Vendre autrement

La vente avec paiement à terme : vendre sans dépendre d'une banque

Un comptant, des mensualités, une durée connue d'avance. Une troisième voie entre la vente classique et le viager, sous deux formes : libre ou occupée.

Qu'est-ce que la vente avec paiement à terme ?

Définition

La vente avec paiement à terme, aussi appelée crédit vendeur, est une vente immobilière dans laquelle l'acheteur devient propriétaire dès la signature chez le notaire, mais règle le prix en plusieurs fois : un comptant à la signature, puis des mensualités échelonnées sur une durée fixée à l'avance. Elle est régie par le droit commun de la vente, articles 1583 et suivants du Code civil.

C'est le vendeur qui joue le rôle de la banque. L'acheteur n'a donc besoin d'aucun crédit bancaire, et le vendeur n'est plus tributaire de la capacité d'un acquéreur à décrocher un financement. C'est une troisième voie, entre la vente classique et le viager.

Elle existe sous deux formes, qui répondent à des situations de vie très différentes : la forme libre et la forme occupée. Cette page vous explique le mécanisme commun aux deux, et vous aide à identifier celle qui correspond à votre situation.

ℹ️ Terminologie

Vente à terme, paiement à terme, crédit vendeur : trois expressions pour un seul mécanisme.

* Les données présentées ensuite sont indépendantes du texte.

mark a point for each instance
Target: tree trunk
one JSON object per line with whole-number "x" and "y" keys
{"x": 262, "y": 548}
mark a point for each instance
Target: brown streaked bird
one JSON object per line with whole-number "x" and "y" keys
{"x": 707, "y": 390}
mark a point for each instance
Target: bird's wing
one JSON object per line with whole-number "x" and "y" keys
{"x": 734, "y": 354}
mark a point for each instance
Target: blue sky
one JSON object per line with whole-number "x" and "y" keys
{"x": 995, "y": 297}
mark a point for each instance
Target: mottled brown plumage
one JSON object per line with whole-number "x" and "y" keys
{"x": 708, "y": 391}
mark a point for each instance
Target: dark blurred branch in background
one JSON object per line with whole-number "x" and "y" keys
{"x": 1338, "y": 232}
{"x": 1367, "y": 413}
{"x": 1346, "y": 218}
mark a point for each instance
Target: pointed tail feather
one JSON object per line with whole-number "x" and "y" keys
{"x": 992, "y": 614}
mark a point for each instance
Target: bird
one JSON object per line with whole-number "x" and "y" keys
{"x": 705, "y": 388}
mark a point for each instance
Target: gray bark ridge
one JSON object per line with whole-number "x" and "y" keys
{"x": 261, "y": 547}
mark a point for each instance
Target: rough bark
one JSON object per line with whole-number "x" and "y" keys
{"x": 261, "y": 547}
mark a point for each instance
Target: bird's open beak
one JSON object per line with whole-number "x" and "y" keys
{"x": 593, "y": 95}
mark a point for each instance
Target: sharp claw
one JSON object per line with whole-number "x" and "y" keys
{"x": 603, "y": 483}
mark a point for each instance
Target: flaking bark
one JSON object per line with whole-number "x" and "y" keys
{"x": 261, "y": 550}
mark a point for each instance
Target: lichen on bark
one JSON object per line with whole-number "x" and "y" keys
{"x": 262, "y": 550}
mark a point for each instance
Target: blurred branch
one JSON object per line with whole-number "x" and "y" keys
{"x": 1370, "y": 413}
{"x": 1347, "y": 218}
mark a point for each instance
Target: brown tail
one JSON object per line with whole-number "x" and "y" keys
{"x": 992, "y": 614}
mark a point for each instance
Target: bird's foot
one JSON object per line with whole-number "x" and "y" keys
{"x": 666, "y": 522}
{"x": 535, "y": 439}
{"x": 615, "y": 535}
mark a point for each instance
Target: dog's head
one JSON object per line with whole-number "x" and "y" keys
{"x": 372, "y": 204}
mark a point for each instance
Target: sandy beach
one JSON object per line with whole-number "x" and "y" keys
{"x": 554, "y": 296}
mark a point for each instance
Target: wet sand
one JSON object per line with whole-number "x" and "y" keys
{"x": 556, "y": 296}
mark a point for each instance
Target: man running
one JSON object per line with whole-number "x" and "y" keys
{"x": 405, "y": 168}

Vous croiserez aussi « viager à terme » ou « viager sans aléa ». Ces formules désignent en réalité une vente avec paiement à terme, et ne sont pas des viagers au sens juridique : il n'y a pas d'aléa sur le paiement, puisque la durée est déterminée dès la signature.

🏠
Le vendeur
Joue le rôle de la banque
Comptant + mensualités
Sans impôt sur le revenu
📋
Acte notarié
Transfert de propriété immédiat
Durée fixée à l'avance
Garanties inscrites
🔑
L'acheteur
Propriétaire dès la signature
Prix total connu
Sans crédit bancaire

Libre ou occupée : les deux formes

Le mécanisme de paiement est identique dans les deux cas : un comptant, puis des mensualités sur une durée déterminée. Ce qui change, c'est qui occupe le bien pendant le terme. Et ce choix change tout : le prix, les frais de notaire, le profil de l'acheteur, et votre quotidien.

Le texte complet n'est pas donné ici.